Nella presentazione sul loro sito dell’esordio Life Science, gli svedesi Monster scrivono ironicamente che “si tratta probabilmente del debutto meno atteso della storia”, nonché di un rimedio contro l’assurdità dell’autotune e di una genuina raccolta di dieci brani old-school nella quale ogni canzone conta veramente, senza riempitivi e con nessuno spreco.

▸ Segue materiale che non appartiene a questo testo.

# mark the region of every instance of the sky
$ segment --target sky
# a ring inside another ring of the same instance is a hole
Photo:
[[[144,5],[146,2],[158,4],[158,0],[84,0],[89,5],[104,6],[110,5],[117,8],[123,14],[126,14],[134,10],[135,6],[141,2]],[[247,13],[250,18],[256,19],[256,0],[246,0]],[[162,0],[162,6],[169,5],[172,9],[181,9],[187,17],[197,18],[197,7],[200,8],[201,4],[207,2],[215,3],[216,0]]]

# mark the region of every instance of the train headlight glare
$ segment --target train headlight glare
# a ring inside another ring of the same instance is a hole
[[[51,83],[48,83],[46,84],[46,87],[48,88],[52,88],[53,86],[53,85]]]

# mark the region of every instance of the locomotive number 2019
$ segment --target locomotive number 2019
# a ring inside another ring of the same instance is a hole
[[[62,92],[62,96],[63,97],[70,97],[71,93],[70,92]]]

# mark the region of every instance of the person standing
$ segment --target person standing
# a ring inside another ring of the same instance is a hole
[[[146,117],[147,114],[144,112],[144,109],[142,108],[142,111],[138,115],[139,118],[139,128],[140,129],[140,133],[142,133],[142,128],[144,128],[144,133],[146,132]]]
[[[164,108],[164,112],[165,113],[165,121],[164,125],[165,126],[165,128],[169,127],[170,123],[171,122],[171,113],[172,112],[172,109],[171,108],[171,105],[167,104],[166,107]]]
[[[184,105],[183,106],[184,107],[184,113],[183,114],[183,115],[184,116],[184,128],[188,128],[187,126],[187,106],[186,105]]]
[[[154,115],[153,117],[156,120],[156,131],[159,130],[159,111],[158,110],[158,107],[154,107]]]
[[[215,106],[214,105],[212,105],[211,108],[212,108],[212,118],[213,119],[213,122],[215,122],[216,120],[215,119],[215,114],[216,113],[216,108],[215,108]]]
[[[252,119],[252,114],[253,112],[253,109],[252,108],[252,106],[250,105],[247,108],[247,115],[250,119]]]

Monster è una formazione underground di Uppsala guidata da Olov Lundberg (voce, chitarra e tastiere) con Henrik Nilsson (batteria), Markus Wilkman (basso) e Mikael Hanstrom (chitarra). La loro musica ha evidenti riferimenti al classic rock con richiami alle tastiere e ai synth degli anni ottanta. Bridges Of Glass apre il disco incrociando echi prog e una batteria un po’ troppo monocorde, con un crescendo strumentale avvolgente nella seconda parte, When Winds Bent The Grass ha un feeling elettroacustico aprendosi in una riuscita coda strumentale, mentre la successiva On My Way ha una naturale musicalità dovuta ad una melodia accattivante e alla rilassata interpretazione vocale di Olov con qualche influenza dei Beatles e di David Bowie, che si ripete nella scorrevole Spacechild. A metà disco viene inserita l’unica traccia cantata in svedese, Skogens Man (l’uomo nella foresta), intensa e drammatica con una chitarra incisiva e una notevole prestazione di Olov che abbassa e indurisce la tonalità vocale.
Nella seconda parte dell’album, complessivamente meno convincente, spiccano la ritmata Save Me, la successiva Particle Arts che ricorda il suono dei Wilco con le tastiere in primo piano e la dissonante Into The Sea tra new wave e indie rock.